By: Brett Hill
The use of upland floodwater farming techniques by prehistoric farmers is frequently cited as an ingenious adaptation to agriculturally marginal, semi-arid environments. These techniques divert and retain water and soil in small hill-slope plots that overcome rainfall limitations by capturing runoff from a larger watershed in a concentrated area. Another, less frequently discussed, consequence of floodwater farming is its potential for exacerbating erosion and rendering agricultural plots less fertile. Indeed, many prehistoric check dams and other features were probably attempts to counteract the loss of soil in these already tenuous agricultural efforts. Floodwater techniques were effective in producing crops in otherwise non-arable locations, yet it was necessary to maintain a precarious balance between the benefits of floodwater farming and the potential for soil degradation. The frequent abandonment and relocation of prehistoric communities utilizing such techniques may, in fact, reflect a failure to maintain such a balance.
This project focuses on the prehistoric Salado communities of the Tonto Basin in central Arizona, where settled farming populations lived for over a thousand years until regional abandonment sometime in the 15th century. An abundance of upland archaeological remains indicate that floodwater farming on hill-slopes surrounding the basin was an important part of the Salado subsistence strategy. We are using the ArcView Geographic Information System (GIS) with data curated by the Archaeological Research Institute of Arizona State University to model floodwater farming and it’s potential contribution to erosion in the Tonto Basin. Using data on topography, soils, hydrology, precipitation, vegetation, and settlement locations we have created three basic models that can be interrelated for analysis.

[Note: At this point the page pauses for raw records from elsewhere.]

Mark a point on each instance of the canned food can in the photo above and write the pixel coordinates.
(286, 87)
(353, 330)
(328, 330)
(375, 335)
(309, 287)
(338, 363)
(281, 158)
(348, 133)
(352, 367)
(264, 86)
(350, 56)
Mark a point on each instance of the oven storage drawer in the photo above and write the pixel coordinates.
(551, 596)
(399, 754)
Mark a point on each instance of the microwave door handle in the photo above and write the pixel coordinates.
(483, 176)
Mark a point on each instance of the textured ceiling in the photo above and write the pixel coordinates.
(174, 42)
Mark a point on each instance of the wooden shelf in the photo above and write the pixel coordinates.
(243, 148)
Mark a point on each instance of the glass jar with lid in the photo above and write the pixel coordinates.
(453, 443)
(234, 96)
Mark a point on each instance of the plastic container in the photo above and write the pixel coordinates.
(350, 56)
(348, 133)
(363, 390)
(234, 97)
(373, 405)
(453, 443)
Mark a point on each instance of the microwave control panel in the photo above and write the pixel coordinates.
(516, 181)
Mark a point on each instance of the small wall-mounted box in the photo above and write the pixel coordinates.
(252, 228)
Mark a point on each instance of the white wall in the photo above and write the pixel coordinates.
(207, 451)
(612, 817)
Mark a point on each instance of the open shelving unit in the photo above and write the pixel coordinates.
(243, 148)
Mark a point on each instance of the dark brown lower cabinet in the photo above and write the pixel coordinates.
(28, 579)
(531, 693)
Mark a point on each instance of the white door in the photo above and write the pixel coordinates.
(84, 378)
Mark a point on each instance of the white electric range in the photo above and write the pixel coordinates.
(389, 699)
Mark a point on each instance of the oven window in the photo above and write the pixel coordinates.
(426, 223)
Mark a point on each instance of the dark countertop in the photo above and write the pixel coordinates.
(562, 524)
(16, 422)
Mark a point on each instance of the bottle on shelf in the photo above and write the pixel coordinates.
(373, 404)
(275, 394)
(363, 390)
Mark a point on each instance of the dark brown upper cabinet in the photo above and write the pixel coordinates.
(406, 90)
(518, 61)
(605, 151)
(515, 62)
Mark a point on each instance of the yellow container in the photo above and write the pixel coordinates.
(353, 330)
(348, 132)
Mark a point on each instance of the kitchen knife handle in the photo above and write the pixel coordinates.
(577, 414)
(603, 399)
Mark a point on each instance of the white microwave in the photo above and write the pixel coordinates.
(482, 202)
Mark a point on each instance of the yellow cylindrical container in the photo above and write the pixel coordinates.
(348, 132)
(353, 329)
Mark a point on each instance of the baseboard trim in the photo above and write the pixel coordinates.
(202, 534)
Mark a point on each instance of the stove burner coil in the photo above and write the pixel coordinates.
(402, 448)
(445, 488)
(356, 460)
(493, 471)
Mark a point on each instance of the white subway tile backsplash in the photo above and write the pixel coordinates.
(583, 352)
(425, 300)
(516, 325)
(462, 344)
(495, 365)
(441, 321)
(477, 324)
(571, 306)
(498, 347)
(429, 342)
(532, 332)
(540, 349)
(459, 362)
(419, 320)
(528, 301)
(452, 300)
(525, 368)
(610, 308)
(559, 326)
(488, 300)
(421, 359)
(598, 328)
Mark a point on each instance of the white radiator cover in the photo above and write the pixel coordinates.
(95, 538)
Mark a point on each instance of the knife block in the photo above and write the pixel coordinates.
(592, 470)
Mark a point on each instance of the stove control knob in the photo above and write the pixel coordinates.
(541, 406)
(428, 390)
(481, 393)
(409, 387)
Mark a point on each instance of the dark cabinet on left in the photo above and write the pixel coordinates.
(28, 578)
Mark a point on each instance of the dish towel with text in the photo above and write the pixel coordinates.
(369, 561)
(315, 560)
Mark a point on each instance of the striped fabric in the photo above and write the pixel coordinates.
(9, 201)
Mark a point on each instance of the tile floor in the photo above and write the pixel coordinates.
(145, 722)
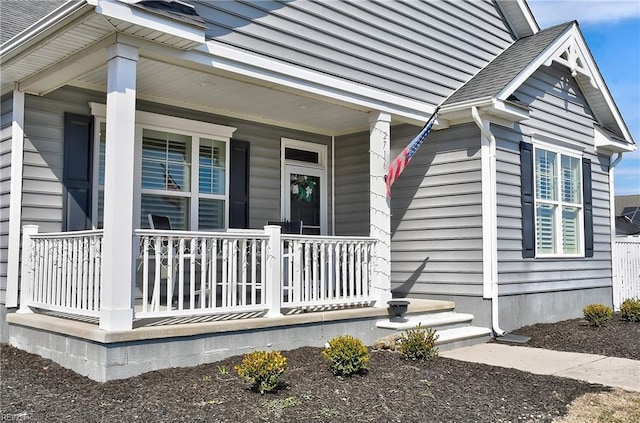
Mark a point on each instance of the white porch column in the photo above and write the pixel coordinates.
(15, 199)
(26, 280)
(380, 212)
(116, 298)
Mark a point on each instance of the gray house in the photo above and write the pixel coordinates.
(187, 180)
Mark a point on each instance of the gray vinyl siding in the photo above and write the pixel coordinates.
(436, 211)
(352, 185)
(422, 50)
(6, 116)
(558, 111)
(44, 152)
(42, 191)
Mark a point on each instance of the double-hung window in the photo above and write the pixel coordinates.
(558, 203)
(182, 172)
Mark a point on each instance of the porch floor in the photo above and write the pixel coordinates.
(87, 329)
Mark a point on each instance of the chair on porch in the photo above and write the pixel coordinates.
(293, 227)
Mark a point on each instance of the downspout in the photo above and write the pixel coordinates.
(612, 213)
(489, 219)
(333, 185)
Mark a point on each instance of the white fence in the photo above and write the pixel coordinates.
(626, 283)
(325, 270)
(64, 269)
(180, 273)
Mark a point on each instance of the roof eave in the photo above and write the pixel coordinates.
(519, 17)
(610, 143)
(505, 113)
(177, 33)
(42, 29)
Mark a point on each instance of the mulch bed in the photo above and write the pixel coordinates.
(393, 390)
(617, 338)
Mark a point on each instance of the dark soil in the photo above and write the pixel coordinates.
(617, 338)
(393, 390)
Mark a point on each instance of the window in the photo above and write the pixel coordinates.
(183, 171)
(558, 203)
(166, 177)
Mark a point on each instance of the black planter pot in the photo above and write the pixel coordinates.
(397, 308)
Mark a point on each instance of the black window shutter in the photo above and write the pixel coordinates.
(588, 207)
(77, 172)
(527, 187)
(239, 185)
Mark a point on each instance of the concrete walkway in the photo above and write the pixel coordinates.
(608, 371)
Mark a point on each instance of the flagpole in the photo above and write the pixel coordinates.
(395, 167)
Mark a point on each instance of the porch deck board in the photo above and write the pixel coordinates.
(91, 332)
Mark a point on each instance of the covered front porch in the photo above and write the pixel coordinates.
(232, 273)
(93, 257)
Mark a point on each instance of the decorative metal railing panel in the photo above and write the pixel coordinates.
(67, 272)
(323, 271)
(626, 281)
(180, 273)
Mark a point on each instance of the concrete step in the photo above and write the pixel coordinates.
(432, 320)
(447, 336)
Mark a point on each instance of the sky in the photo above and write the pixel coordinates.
(612, 31)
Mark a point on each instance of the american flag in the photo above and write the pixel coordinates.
(397, 166)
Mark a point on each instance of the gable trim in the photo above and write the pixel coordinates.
(570, 50)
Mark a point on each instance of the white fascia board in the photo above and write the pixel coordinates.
(494, 110)
(281, 74)
(519, 17)
(604, 141)
(42, 29)
(122, 11)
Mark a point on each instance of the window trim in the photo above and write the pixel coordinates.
(560, 149)
(195, 129)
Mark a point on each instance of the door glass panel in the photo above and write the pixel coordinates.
(304, 200)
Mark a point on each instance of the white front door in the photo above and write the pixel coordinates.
(305, 198)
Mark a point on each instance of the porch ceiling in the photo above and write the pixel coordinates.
(74, 54)
(167, 83)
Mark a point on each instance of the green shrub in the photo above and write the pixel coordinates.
(418, 344)
(630, 310)
(346, 355)
(263, 369)
(597, 314)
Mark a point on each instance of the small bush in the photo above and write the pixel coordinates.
(346, 355)
(630, 310)
(418, 344)
(597, 314)
(263, 369)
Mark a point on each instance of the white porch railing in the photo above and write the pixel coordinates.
(182, 273)
(626, 283)
(321, 271)
(64, 271)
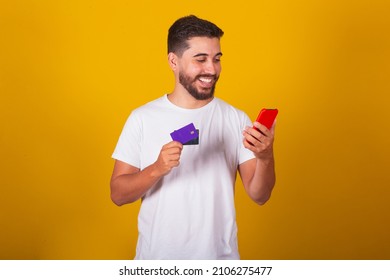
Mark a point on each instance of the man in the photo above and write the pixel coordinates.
(187, 191)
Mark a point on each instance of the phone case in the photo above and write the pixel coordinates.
(267, 117)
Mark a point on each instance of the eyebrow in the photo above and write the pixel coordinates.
(205, 54)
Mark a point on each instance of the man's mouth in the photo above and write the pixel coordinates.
(207, 81)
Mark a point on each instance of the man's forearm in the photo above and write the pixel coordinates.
(128, 188)
(263, 181)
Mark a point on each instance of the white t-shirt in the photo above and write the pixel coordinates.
(189, 213)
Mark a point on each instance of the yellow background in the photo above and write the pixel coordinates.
(72, 71)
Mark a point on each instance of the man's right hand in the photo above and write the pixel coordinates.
(168, 158)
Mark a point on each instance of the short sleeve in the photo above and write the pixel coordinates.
(128, 146)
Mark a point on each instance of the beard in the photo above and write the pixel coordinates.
(188, 83)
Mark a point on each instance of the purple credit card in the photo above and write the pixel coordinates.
(185, 134)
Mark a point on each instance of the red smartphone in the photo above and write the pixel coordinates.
(267, 117)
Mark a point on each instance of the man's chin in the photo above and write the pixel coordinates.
(202, 96)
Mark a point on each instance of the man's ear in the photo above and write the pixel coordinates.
(172, 60)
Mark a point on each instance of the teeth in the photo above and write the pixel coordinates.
(206, 80)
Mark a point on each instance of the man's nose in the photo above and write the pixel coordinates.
(210, 68)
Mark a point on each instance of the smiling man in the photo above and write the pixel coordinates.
(187, 188)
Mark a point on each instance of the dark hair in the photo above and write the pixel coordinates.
(188, 27)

First, we created a model of likely floodwater farming locations based on terrain. Ethnohistoric and archaeological records indicate that floodwater farming was typically practiced on slopes of from 3% - 10% and in watersheds ranging from 1 – 10 hectares. Thus, we have identified areas satisfying these topographic constraints as having been the most likely ancient floodwater field locations.
Second, we created a model of use intensity based on the locations of the largest known sites in the region. Assuming that landscape use intensity would be greatest near large sites and decrease with distance, we used a terrain factored cost surface, radiating out from sites with over 20 rooms, to a distance of 8 k, to assign a use intensity value ranging from 1 to 0 to surrounding catchments. Assuming furthermore that degradation would be cumulative, we additively overlayed use intensity values for catchments that were utilized through three periods, such that use intensity values range from 3 to 0.
Third, we created a model of potential erosion using the Universal Soil Loss Equation (USLE). Using known rainfall factors, soils and terrain data, and variable vegetation parameters we calculated the tons per acre, per year, of soil lost under various conditions. The GIS allows us to easily explore erosional consequences of changing vegetation and rainfall patterns, as they would affect upland farmers.
Research is continuing on this project along two fronts. One advantage to the use of GIS in the evaluation of ancient environmental degradation is that we can combine the data we have developed to create maps pinpointing locations for field analysis. We can easily identify locations that display a high potential for both ancient use and susceptibility to erosion for closer examination. In this way we improve the efficiency and precision of field research, and develop comparative data for areas displaying different potential in our models.
A second avenue of continuing research will be to further explore the integration of potential erosion and landscape use patterns. For example, we can evaluate how changing USLE parameters based on location specific changes in land use might affect soil loss, and hence agricultural productivity. Likewise, we can use hypothesized settlement location strategies in iterative simulations to develop a better understanding of the role of upland farming resources and their degradation in those strategies.